– Да ладно.
– А насчет грубости – не знаю, прав ты или нет. Не грубость это. Разве самозащита – грубость? А я только защищаюсь. Никогда не нападаю. Скажет мне какой мудак гадость – рана. И я эту рану зашиваю иголочкой. Другой подшутит – рана. И не потому, что я неженка. Я шутки люблю. Даже… глупые. В особенности – глупые. Мозги-то у меня отбиты для вещей тонких, понимаешь?
– Понимаю.
– Так вот. Подшутит кто, и я чувствую – гнилью в мою сторону пахнуло от него. Недоброе чувствую. Ручки протянулись чьи-то для самоутверждения. Гадкие, липкие ручонки дрочилы. И он этими ручонками, стало быть, меня касается. Думает, что ничего не будет. А я бью. Выбиваю из него дурь. Не люблю, когда меня касаются без спроса.
– А, может, он не хочет драться?
– Тогда не бью. Как уж получится.
– Получается, ты дерешься, потому что тебя все обижают?
– Нет. Не меня. Всех они обижают. Тебя, меня, себя, друг друга. Грубость, Сань. Нет в них сердечка, даже куриного. Я чувствую. Им только дай измазать тебя дерьмом. Сами так ходить не могут – хотят заляпать соседа.
– А что насчет лжи?
– Да… повсюду она. Я не знаю, как выразить. Нутром чувствую. Как собака. Пиздят все знатно. И хотят, чтобы я в это верил.
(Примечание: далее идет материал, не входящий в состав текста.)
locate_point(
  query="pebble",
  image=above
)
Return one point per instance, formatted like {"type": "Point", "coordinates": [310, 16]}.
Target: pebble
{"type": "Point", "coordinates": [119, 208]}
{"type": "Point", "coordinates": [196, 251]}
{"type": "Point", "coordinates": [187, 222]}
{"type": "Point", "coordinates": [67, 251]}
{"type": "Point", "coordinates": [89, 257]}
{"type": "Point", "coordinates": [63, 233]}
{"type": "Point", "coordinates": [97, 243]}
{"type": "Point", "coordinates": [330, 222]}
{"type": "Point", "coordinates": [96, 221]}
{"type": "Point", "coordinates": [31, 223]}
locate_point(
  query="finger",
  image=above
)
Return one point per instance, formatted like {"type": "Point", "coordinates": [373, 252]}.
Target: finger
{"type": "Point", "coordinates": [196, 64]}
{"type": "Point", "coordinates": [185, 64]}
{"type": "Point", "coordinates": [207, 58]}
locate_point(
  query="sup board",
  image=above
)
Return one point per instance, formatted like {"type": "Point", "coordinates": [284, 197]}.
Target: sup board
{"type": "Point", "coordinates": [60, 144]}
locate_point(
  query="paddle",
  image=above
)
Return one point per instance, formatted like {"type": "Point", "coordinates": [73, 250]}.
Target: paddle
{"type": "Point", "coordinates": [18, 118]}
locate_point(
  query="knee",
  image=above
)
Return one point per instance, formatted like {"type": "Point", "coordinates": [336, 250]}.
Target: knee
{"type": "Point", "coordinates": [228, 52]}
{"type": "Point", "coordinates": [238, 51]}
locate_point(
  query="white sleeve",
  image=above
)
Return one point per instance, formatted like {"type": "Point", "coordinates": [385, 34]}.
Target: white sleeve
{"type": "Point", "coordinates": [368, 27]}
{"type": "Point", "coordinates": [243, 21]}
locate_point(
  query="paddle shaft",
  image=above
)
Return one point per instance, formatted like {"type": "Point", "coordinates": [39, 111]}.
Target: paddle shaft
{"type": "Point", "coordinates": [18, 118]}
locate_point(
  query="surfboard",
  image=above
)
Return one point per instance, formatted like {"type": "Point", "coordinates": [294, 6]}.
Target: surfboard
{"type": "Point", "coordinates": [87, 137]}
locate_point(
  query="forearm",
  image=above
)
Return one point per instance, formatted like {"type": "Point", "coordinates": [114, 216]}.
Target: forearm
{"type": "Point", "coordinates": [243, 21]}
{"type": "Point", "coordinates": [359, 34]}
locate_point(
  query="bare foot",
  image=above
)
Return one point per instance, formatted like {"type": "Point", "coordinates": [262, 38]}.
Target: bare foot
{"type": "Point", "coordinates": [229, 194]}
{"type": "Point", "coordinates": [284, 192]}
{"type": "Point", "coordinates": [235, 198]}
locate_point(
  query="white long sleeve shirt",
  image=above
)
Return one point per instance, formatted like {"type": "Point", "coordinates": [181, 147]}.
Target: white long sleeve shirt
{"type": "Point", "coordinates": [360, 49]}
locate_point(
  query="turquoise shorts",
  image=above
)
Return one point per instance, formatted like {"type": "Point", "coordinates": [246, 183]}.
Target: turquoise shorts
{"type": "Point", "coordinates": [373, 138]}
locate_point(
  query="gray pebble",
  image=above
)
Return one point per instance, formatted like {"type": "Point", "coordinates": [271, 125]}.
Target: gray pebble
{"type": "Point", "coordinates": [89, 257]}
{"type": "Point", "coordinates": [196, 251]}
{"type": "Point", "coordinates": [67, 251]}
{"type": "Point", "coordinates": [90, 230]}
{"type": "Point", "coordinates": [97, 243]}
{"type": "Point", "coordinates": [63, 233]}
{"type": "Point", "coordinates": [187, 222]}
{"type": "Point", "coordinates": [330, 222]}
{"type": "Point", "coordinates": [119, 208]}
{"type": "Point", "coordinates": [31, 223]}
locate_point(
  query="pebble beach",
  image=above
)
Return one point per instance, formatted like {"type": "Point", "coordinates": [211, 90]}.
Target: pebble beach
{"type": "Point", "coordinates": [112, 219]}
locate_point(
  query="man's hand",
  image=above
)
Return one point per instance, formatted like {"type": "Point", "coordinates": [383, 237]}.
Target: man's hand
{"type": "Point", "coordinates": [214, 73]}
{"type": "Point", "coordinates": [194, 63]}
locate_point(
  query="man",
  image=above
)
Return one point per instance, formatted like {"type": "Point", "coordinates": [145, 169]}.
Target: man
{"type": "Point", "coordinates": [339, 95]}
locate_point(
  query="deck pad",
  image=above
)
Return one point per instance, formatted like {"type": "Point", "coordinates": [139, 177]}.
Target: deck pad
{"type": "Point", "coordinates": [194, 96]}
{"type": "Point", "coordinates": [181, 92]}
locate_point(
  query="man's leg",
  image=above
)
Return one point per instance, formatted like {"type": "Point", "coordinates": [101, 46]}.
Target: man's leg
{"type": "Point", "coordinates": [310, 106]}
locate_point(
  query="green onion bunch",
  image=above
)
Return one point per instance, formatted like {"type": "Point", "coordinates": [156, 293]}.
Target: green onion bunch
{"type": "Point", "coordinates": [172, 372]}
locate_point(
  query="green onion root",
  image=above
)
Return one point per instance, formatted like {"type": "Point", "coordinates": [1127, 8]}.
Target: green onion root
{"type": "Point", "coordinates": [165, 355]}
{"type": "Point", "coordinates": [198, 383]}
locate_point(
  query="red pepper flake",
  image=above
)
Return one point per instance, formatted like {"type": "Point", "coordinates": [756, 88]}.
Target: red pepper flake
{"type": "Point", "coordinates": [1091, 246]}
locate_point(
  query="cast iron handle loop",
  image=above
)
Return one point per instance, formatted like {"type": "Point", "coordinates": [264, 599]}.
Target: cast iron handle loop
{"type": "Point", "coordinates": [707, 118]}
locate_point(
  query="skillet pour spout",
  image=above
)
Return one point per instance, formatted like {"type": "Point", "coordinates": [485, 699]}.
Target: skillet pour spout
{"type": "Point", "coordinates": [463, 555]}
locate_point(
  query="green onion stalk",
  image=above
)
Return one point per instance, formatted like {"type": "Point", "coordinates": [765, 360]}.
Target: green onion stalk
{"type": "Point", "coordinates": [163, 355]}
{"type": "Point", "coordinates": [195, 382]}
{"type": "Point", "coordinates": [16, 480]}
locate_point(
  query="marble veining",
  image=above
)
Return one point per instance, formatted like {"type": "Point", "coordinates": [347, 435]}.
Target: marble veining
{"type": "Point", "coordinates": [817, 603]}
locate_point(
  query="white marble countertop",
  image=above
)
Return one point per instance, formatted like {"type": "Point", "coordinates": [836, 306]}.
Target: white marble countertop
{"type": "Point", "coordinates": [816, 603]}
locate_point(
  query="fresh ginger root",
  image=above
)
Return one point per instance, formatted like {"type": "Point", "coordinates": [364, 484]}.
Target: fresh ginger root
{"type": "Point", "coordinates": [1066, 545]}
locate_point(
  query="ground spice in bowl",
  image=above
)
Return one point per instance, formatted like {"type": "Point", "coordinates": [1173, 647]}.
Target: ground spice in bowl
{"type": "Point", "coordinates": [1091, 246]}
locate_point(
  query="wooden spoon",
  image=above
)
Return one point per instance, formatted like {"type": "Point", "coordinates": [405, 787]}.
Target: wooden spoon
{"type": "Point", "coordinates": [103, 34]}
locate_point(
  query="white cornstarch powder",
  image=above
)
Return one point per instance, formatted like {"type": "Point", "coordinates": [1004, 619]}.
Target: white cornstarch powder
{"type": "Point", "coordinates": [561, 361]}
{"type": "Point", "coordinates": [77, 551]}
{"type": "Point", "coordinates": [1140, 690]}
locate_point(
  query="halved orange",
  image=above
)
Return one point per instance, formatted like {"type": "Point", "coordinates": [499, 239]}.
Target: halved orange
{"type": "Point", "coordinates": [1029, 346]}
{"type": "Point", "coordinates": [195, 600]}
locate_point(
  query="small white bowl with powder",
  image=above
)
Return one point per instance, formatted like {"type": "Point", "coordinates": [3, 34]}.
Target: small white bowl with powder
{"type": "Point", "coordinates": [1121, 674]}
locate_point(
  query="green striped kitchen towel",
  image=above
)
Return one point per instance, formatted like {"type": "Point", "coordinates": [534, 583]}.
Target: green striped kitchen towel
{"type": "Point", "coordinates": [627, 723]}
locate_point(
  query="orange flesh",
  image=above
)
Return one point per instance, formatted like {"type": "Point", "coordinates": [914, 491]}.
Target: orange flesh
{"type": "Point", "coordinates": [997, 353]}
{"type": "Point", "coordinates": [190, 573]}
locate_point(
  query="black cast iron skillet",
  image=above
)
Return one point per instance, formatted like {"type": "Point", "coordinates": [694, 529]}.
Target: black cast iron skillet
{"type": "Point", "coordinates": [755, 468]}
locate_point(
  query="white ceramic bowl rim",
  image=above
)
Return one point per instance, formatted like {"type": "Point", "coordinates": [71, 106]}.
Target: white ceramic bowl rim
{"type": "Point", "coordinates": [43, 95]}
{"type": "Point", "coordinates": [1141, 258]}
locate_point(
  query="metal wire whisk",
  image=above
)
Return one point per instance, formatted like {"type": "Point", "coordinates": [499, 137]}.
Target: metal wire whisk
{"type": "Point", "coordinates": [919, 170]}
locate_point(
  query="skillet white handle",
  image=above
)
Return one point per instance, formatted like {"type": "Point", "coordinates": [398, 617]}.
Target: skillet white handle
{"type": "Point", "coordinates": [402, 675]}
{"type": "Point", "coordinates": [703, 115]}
Себе, что хуже, врут. Строят хер пойми что.
Разговор этот приобретал оборот экзистенциальный, и дух мой навострился, готовый вцепиться и пустить слюну, точно паук, и переварить, и впитывать чью-то истину. Я редко говорю. Очень редко. Предпочитаю молчать. Так больше слышно. И я слушал, и он, кажется, чувствовал это.
– Каждый в своем мирке, где он по центру, а остальные – по боку. По боку им, что ты чувствуешь. Кишки у тебя выпадут, так они по ним пройдутся и удивятся еще, что ты от боли кричишь. И не потому, что жестокие, а потому, что… не знаю. Нет в них чутья до чужого человека. Чуйки нет. Человек-то живой, а они с ним, как с мертвым. Только себя за живого держат.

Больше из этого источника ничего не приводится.